Simon Huggins wrote:
That's unfair. I would have summarised more as "there's no problem
doing so as long as Mozilla are reasonable in Debian's eyes". I don't
want Eric to accept the agreement if for every change of code he has to
run to Gervase and ask nicely. (note that's not quite what's happening
here, rather it's the other way around - the code can be changed but if
it's changed in a way that they don't like they could withdraw use of
the mark)
Mozilla however don't have any objective way of saying whether something
is or isn't good quality and appear to want to micromanage these things.
I don't think we want to micromanage - in fact, as your previous
paragraph states, what we suggested was pretty hands-off.
Gervase, perhaps you could come up with a better proposal that was
objective and could be applied to all parties whilst not being overly
onerous so that people meeting some specific guidelines for quality
could use the trademarked name (oh and solve world peace, hunger and
poverty at the same time, ta ;)). I believe Eric's asked for this in
the past in this thread. Is it really such an impossible goal?
I really think it is - at least, to the level that I think would be
required. Could you define such a set of guidelines for Debian itself,
to allow people to use the official Debian logos on modified versions of
Debian?
I've said in the past that I'd be happy to draw up a non-binding
checklist of hot-buttons and so on, if that would help - to be worked
out between the MoFo and Debian. That offer stands.
Quality is not a checkbox matter. The control that trademark law
requires we exercise over trademark usage (which is reduced to an
absolute minimum in the suggested agreement) means we have to maintain
quality, not maintain "does X, Y and Z but not Q".
We say Debian has a reputation for shipping quality software, and we
want them to use the trademark. I would hope you guys also want to use
it, as a well-known free software brand. Why is our recognition of
Debian's quality used as a negative against that happening? Anyone with
a similar reputation (e.g.

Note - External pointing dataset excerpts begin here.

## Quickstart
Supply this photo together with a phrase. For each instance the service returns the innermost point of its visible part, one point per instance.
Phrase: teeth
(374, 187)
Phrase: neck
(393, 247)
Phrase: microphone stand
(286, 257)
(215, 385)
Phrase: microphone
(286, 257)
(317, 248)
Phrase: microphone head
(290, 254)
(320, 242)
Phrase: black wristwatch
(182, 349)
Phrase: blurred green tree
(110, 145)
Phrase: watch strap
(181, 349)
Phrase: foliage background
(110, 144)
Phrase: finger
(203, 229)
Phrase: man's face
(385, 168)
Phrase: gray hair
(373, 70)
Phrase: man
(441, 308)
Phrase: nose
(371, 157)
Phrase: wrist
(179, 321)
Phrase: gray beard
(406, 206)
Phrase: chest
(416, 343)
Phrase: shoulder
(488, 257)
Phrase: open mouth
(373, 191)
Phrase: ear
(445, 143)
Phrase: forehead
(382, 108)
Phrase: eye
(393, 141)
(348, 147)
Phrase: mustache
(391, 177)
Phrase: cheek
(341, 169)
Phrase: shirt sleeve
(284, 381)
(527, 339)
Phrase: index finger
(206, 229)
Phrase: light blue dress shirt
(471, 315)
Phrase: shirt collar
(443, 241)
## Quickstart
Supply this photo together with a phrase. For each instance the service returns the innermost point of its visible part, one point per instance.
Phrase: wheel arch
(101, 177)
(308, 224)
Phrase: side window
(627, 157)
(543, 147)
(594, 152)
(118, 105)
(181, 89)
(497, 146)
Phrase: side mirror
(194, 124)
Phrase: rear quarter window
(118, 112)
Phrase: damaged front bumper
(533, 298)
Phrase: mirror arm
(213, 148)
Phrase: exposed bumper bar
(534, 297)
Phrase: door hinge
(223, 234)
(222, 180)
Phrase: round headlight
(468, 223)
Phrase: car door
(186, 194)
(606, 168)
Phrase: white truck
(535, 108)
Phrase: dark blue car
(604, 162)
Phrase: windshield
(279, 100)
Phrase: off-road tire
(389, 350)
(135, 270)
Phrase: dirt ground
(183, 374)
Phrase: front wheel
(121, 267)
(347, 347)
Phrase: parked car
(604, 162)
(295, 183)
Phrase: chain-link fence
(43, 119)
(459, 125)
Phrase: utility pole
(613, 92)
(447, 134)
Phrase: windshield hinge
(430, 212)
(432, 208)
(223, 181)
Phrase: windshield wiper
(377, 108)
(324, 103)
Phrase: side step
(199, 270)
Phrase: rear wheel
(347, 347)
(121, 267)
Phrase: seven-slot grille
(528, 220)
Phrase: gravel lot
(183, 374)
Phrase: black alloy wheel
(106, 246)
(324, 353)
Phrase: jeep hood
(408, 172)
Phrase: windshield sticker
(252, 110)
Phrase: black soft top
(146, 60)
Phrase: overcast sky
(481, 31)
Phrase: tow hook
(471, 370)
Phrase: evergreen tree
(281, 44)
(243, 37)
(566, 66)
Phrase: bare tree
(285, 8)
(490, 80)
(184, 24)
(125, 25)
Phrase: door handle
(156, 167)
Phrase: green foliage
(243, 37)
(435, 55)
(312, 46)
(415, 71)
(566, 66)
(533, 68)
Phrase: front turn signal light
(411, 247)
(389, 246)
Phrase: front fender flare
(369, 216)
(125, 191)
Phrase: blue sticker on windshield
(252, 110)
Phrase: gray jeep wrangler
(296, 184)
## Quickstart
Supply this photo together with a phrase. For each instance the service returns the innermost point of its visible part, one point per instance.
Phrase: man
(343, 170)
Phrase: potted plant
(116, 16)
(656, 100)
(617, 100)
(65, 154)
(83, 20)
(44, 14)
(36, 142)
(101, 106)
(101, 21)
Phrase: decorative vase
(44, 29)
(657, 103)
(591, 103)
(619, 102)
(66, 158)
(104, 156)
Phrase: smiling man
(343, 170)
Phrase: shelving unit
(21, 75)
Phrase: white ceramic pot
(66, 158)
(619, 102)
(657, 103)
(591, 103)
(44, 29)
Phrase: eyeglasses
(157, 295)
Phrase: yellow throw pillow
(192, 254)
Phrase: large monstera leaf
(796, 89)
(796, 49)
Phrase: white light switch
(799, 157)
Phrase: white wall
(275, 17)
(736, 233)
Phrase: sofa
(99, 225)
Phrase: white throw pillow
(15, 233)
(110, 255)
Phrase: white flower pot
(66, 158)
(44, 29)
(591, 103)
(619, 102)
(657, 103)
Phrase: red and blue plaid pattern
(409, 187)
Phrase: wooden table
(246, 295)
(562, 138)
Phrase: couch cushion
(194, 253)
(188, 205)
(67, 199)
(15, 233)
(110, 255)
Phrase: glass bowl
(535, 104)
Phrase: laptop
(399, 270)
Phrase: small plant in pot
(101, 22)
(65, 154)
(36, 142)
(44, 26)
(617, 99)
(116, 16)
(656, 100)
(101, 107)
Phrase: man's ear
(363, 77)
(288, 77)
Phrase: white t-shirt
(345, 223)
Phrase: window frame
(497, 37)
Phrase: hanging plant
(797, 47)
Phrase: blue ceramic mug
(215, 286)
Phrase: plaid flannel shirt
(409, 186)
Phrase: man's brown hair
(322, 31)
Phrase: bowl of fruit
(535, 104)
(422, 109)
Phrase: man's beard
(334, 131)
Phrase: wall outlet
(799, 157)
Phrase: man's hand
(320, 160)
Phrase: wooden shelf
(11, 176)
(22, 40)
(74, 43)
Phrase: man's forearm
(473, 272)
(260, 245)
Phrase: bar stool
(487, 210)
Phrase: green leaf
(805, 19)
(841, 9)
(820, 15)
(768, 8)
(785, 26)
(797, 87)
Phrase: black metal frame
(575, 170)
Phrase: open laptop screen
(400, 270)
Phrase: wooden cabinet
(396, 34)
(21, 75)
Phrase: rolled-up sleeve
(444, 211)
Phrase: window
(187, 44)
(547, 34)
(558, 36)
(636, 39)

Ubuntu) can get a similar agreement.
I think
it's the uncertainty that scares people here - the fact that if we don't
meet some target we can't see or argue against we might have the license
to use the trademark removed suddenly.
My proposal covered that concern - the Foundation would not have the
power to withdraw the trademark from use in a frozen or shipping version
of Debian.
I imagine that the packages will be renamed iceweasel or whatever as
soon as Mozilla make some unpopular decision but I don't see how that
serves Debian or Mozilla particularly. Sadly the way this thread is
going I can all too clearly see Mozilla making some silly ruling in the
future which doesn't sit well with Debian :(
What from this thread makes you think that the silliness will be on our
side?
I'm still under the impression, waiting to be corrected, that Debian's
policy for including new root certs is "we include the root cert of
anyone who asks"... If we say that it's not acceptable for such a store
to be used as the basis of Firefox's SSL, is that silly?